07/12/09: por volta das 14 horas, Élcio (Sabiá) e Gilson (Marcos) foram sequestrados na estrada que liga a área ao município de Buritis.

08/12/09: os corpos de Élcio e Gilson foram encontrados próximos a estrada, mas não havia sinais de sangue no local o que indica que foram assassinados em outro lugar.

Élcio tinha um hematoma no olho esquerdo, as unhas das mãos e tiras de pele das costas arrancadas provavelmente com alicate, a orelha esquerda decepada e um tiro no braço. Gilson teve quase todos os dentes superiores da frente quebrados, as unhas das mãos e tiras de pele das costas arrancadas. Eles foram executados com tiros de espingarda calibre 12 na nuca.

15/12/09: O Comando de Operações Especiais, Polícia Civil e Força Nacional realizaram uma operação no acampamento e sítios vizinhos. Foram utilizadas 12 viaturas.

Revistaram casas, em algumas quebraram portas e janelas. Perguntavam se tinha alguém na família que estava no acampamento. Uma senhora foi xingada de “velha safada, vagabunda”. Um senhor foi agredido com tapas no rosto e obrigado a se ajoelhar com armas apontadas pra sua cabeça. Outros camponeses foram empurrados com o cano de armas e agredidos com coronhadas. Apreenderam espingardas velhas de caça e o revólver do guarda de uma escola municipal. Quatro camponeses foram presos levados para delegacia de Buritis onde foram interrogados e liberados.

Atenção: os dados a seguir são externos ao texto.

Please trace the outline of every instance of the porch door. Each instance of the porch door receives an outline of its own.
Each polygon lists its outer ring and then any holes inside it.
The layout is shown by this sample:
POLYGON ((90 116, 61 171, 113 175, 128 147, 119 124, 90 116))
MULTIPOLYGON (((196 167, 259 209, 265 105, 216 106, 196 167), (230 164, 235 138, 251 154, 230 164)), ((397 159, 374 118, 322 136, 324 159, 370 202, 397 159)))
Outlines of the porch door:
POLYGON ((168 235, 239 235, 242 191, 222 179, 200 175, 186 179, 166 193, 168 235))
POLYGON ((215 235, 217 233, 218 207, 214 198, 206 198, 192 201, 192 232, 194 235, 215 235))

No acampamento os policiais já chegaram empurrando os camponeses com os canos das armas e apontando para mulheres e crianças. Uma senhora exigiu uma ordem judicial, um oficial da COE alegou que não precisavam mostrar.

Um rapaz foi algemado, uma mulher foi assediada por um policial, uma jovem foi ameaçada de ser levada ao conselho tutelar por ser menor de idade e estar grávida. Duas mulheres, um rapaz e cinco senhores também foram presos e levados à delegacia de Buritis para serem interrogados. Policiais ameaçaram levar dois destes camponeses detidos à sede da fazenda: “agora vocês vão ver o que é bom. Vamos afogar vocês na represa, vocês vão comer peixe.” Os policiais também ameaçaram voltar no acampamento com cães.

Na delegacia, os 12 camponeses detidos foram interrogados e fotografados um por um. Eles aproveitaram para denunciar os despejos, ataques, tiros e assassinatos que sofreram do Dilson Caldato e seus pistoleiros. Apesar disto, serão abertos inquéritos policiais contra estes 12 camponeses.

24/12/09: pistoleiros atiram na casa do sítio onde as famílias estavam acampadas temporariamente.

16/01/2010: quarenta famílias se reorganizaram e entraram de novo nas terras do PA Rio Alto. Plantaram uma horta coletiva e retomaram o corte popular das terras.